I use the jungle clear water for snails. I use about a teaspoon per gallon in whatever container you are dipping them in. It's pretty mild(much less concentrated than the crystal form). I've left xmas moss to soak in it for half a day without it doing any noticeable damage. As others have said, it takes longer than other dips, but it's worth not defoliating your plants with H2O2, bleach, or excel.


----------



## eklikewhoa

Peroxide and let them sit in a bucket overnight if they look clean


----------



## splur

I'd favor H2O2 over potassium permanganate. I overdosed a bucket of PP (way more than suggested) and dipped the plants in for 2 hours. Some of the plants actually died, yet the snails were fine.


----------



## kevmo911

I got pp from either Amazon or Evilbay. A tiny vial of only a couple grams will last many dips.


----------



## Alyssa

I use salt water dips.

It's actually very effective for snails and most snail eggs - snails and slugs have very little defense against salt in general.

It works for leeches and dragonflys too - most of those will drop right off a plant if you stick it into really saltyyyyyyyyyyyyy water for like 5-10 minutes. 

It can stress a plant though if it's super salty.


----------



## shrimpnmoss

Thank God I only stock my tank with plants from other people's tanks. Snails in general are welcome in my tank.


----------



## Rockhoe14er

I do the H2O2 dip in a 3:1 water to peroxide dip for 6 min. I've done this with very sensitive plants and didn't have any repercussions. It's been helpful to rid some algae that i've gotten when getting plants but again it doesn't do much for snails. I guess i just decided to lose that battle and just accept them as part of a normal habitat. I would also suggest just looking over the plants to see if you can see any snail eggs then remove what you can see and that should work pretty well but probably not 100% effective.


----------



## tlyons01

Overgrowth said:


> Do you use the liquid PP? I have a bottle of Jungle Clear Water and it is mostly made of PP, but I don't know how much to use or how long to soak. Thanks.


I use that, I just squirt until the water is dark purple and I let them soak for 20 minutes.

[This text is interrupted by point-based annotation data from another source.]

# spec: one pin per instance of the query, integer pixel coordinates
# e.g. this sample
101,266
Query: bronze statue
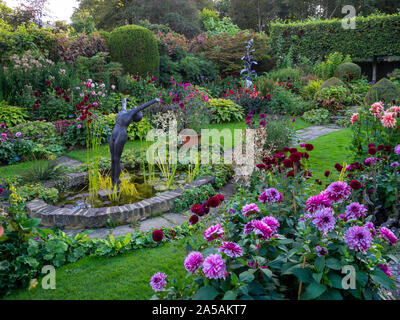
119,135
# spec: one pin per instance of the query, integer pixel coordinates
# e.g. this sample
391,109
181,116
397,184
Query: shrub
225,110
374,37
285,102
12,116
227,50
327,68
333,82
316,116
384,90
136,49
348,71
332,98
309,91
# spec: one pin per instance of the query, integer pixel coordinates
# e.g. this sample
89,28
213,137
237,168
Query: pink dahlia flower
193,261
214,267
231,249
358,238
317,202
355,211
388,120
271,222
388,235
324,220
158,282
270,195
214,232
250,209
337,191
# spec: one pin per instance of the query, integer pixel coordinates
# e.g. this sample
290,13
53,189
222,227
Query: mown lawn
124,277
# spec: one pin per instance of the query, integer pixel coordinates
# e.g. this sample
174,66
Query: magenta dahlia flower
214,267
385,268
250,209
321,251
388,235
193,261
214,232
262,229
271,222
355,211
317,202
270,195
337,191
358,238
324,220
157,281
231,249
371,228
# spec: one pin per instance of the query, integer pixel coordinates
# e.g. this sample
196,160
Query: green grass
122,277
328,150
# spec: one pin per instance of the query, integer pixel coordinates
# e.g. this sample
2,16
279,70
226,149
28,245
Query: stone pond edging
96,217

I then rinse them carefully and place them back in the bucket with extra Prime to deactivate the PP


----------



## thechibi

tlyons01 said:


> I use that, I just squirt until the water is dark purple and I let them soak for 20 minutes. I then rinse them carefully and place them back in the bucket with extra Prime to deactivate the PP


That's what I do! It's nice that I can deactivate the PP. 

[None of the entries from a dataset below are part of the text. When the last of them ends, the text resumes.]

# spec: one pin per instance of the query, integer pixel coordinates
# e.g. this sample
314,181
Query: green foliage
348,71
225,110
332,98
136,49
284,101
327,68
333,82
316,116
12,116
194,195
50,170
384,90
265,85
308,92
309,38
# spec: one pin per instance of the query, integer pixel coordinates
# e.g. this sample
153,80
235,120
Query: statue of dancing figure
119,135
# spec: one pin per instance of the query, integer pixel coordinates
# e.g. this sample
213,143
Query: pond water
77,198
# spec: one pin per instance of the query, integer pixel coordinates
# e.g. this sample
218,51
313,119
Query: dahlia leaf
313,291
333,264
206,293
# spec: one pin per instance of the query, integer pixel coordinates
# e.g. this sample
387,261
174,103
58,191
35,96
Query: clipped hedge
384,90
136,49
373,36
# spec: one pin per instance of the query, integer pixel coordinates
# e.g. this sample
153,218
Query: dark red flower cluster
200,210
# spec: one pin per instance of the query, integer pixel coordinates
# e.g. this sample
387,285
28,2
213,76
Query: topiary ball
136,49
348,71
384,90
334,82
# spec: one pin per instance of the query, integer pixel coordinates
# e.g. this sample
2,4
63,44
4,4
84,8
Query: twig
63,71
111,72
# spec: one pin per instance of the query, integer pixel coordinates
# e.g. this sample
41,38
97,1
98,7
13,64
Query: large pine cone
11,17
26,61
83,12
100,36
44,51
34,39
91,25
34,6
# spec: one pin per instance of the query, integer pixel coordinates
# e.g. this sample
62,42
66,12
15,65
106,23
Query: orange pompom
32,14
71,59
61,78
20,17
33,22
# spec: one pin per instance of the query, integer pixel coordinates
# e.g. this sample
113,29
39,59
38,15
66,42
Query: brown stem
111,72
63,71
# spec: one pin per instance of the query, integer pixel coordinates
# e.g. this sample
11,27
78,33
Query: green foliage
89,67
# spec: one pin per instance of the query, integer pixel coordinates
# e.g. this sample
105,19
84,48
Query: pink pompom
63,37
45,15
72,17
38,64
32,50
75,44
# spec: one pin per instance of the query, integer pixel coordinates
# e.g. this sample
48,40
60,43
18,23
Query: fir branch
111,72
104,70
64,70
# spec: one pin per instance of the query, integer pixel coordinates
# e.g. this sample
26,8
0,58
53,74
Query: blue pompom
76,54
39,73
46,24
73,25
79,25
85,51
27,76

That sounds like something you do to combat someone who pees in the pool... "We have a pool urinator! ARGH! Prepare to deactivate the PP!"


----------



## noch

Sorry to revive a dead thread (mods let me know if making a new one is better) but, 




Fdsh5 said:


> I dip them into a 2:1 hydrogen peroxide to water solution and then I have a 2 1/2 gallon tank with plain water I put them into for a bit to let the plants relax so it's easier to spot nasties before I put them in my tanks.





Rockhoe14er said:


> I do the H2O2 dip in a 3:1 water to peroxide dip for 6 min....



....Okay, so uhhh which one is it? I've been looking for hours, can't seem to find how to make this dip. This is the closest thing but they two statements seem to contradict each other.


----------